On se souvient que l'écriture blanche dont parla jadis Roland Barthes eut rapidement comme corollaire l'idée de la mort de l'auteur. Chez Ludovic Degroote, nous sommes souvent bien en peine de dire si le locuteur vit au milieu des morts, s'il est mort lui-même ou si ceux qui se pensent vivants ne sont pas des morts en puissance, des vifs en souffrance, dans l'attente d'une fin qui ne saurait tarder, mais une chose est sûre en tout cas, c'est que son expression stylistique ne tend pas vers le neutre. Dans beaucoup de ses textes, les vers grêles, frêles, se succèdent au rythme régulier des grands interlignes.
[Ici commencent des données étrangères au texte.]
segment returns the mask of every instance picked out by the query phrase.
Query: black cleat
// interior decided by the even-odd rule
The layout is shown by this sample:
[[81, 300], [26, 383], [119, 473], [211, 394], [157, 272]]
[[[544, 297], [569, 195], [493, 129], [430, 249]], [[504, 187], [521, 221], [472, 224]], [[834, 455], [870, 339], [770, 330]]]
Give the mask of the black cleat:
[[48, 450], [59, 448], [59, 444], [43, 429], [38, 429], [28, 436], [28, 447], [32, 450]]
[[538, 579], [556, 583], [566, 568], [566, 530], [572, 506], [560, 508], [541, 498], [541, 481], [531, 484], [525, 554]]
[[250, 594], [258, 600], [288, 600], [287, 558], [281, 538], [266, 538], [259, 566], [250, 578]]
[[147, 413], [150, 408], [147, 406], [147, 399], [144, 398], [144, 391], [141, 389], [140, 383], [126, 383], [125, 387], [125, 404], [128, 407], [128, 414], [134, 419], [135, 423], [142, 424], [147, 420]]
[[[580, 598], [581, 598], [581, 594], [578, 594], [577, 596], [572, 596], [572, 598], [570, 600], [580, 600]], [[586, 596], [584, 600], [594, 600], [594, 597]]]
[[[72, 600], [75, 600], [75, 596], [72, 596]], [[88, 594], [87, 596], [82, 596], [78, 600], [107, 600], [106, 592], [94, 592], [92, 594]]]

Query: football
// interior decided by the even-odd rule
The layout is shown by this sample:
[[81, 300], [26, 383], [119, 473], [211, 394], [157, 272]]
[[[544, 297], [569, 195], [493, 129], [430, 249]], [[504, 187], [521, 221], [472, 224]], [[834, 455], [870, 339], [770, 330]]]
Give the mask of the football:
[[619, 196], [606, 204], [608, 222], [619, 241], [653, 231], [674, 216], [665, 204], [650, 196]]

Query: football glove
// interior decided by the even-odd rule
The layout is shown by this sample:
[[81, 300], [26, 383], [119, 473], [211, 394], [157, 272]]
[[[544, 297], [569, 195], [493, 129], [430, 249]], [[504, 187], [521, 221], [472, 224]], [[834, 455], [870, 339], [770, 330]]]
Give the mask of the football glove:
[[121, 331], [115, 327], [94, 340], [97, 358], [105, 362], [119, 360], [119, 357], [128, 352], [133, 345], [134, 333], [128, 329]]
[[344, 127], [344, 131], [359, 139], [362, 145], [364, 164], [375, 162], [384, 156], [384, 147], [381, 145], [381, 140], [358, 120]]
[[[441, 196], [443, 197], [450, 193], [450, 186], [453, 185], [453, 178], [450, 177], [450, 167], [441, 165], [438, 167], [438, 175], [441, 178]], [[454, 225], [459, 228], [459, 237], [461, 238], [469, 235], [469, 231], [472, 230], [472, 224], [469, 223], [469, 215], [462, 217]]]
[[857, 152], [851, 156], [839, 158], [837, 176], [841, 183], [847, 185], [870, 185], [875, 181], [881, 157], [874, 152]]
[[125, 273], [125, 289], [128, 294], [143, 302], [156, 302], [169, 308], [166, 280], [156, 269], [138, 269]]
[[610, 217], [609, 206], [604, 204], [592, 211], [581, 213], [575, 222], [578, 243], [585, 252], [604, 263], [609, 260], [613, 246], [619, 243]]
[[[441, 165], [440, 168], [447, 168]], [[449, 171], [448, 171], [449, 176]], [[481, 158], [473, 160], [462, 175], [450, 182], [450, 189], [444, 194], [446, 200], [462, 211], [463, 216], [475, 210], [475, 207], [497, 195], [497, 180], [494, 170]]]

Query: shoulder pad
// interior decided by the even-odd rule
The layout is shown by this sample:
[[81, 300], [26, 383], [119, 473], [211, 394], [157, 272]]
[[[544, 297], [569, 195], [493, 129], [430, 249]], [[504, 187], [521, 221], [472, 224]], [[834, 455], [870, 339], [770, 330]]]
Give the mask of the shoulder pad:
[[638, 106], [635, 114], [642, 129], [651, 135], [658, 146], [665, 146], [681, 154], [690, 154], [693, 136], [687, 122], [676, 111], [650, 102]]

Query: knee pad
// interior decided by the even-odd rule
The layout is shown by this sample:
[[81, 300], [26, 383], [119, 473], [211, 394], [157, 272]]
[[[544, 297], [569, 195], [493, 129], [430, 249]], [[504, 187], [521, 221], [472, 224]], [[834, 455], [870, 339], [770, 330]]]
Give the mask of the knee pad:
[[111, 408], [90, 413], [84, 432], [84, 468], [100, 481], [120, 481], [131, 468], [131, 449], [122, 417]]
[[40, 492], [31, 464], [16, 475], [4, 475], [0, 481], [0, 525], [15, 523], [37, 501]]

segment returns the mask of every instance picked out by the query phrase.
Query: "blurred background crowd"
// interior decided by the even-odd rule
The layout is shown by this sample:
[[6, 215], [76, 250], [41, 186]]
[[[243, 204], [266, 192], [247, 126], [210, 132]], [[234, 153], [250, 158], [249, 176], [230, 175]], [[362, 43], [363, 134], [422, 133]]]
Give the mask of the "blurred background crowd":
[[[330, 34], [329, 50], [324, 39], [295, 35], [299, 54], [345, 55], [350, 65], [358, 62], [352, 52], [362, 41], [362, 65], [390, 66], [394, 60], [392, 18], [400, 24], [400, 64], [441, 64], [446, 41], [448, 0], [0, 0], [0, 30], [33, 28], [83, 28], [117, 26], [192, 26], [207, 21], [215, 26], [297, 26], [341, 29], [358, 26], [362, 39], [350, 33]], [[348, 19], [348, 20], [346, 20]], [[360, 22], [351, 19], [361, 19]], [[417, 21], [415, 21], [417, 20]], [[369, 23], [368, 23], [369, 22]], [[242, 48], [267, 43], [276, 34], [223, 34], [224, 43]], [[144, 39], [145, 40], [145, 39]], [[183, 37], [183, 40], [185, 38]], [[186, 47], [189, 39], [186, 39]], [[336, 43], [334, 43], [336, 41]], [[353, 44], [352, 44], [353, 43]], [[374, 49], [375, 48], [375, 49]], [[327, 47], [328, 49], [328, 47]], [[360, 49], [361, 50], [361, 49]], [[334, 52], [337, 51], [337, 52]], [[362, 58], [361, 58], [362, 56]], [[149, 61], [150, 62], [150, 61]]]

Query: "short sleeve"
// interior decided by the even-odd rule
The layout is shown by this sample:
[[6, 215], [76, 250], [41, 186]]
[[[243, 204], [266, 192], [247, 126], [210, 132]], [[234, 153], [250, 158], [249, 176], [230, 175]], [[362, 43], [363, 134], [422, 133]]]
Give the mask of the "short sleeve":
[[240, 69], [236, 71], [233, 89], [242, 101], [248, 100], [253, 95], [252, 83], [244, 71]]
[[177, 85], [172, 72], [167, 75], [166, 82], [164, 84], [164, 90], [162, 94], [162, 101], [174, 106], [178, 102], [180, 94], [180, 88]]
Cela octroierait presque, alors, au poème l'aspect d'une échelle dont chaque barreau est un vers, une échelle permettant à l'auteur de grimper aisément jusqu'au faîte, mais un faîte qui n'est qu'une fin, une fin définitive car au bout de l'œuvre, il n'y a rien. Nulle eschatologie, rien d'autre que ce constat que nous sommes décidément seuls, avec nos morts et nos mots. Certes, la religion n'est pas absente de ces pages de silence et de souffrance mais cela reste une pratique familiale, parentale, sans doute vide de sens, et ses morts ne survivent que dans nos mémoires. Et dans les vers, ces élégies d'aujourd'hui qu'écrit Ludovic Degroote.

 

Dans un recueil de cent trente pages comme celui-ci, le risque de l'éparpillement était réel. Il ne s'agit pas d'affirmer que ces textes conçus à des époques différentes et destinés à des usages divers ont été calculés pour produire, un jour, en s'intégrant à ce volume, une cohérence impeccable mais force est de constater qu'il est possible de les relier les uns aux autres, qu'il existe en somme une sorte de fil conducteur, ténu, certes, invisible, souvent, mais qui parcourt effectivement l'ensemble. Un bon couturier au demeurant ne met-il pas son point d'honneur à faire disparaître les coutures ? C'est ainsi qu'on passe insensiblement des premiers poèmes évoquant la difficulté de vivre avec soi, à sortir de soi puis à aller vers les autres avant d'aboutir à ce Llaenver-Blaenavour, incroyable texte en prose qui clôt le livre, relatant, pratiquement en temps réel, un trajet automobile entre ces deux villages du pays de Galles[2]. Le récit est aussi laconique que la lande est vide et il se clôt sur ce constat qu'on est traversé par le paysage autant qu'on le traverse, mais que les deux ne peuvent se rejoindre, que l'osmose n'aura pas lieu. On reste seul, dans l'habitacle, sur la route qui, on le devine en se remémorant le dernier vers de 9 exils « nous ramène à la maison » plus qu'à la raisonÉ

En même temps, mais hors commerce, paraît Des queues, poème typographique rédigé en 2008. Les queues, c'est ce qu'il reste, c'est un questionnement sur notre vision du déchet. Cela désigne ici d'abord les queues des tomates servant à faire une drôle de ratatouille mais l'auteur nous prévient : ne nous précipitons pas trop vite sur une interprétation symbolique.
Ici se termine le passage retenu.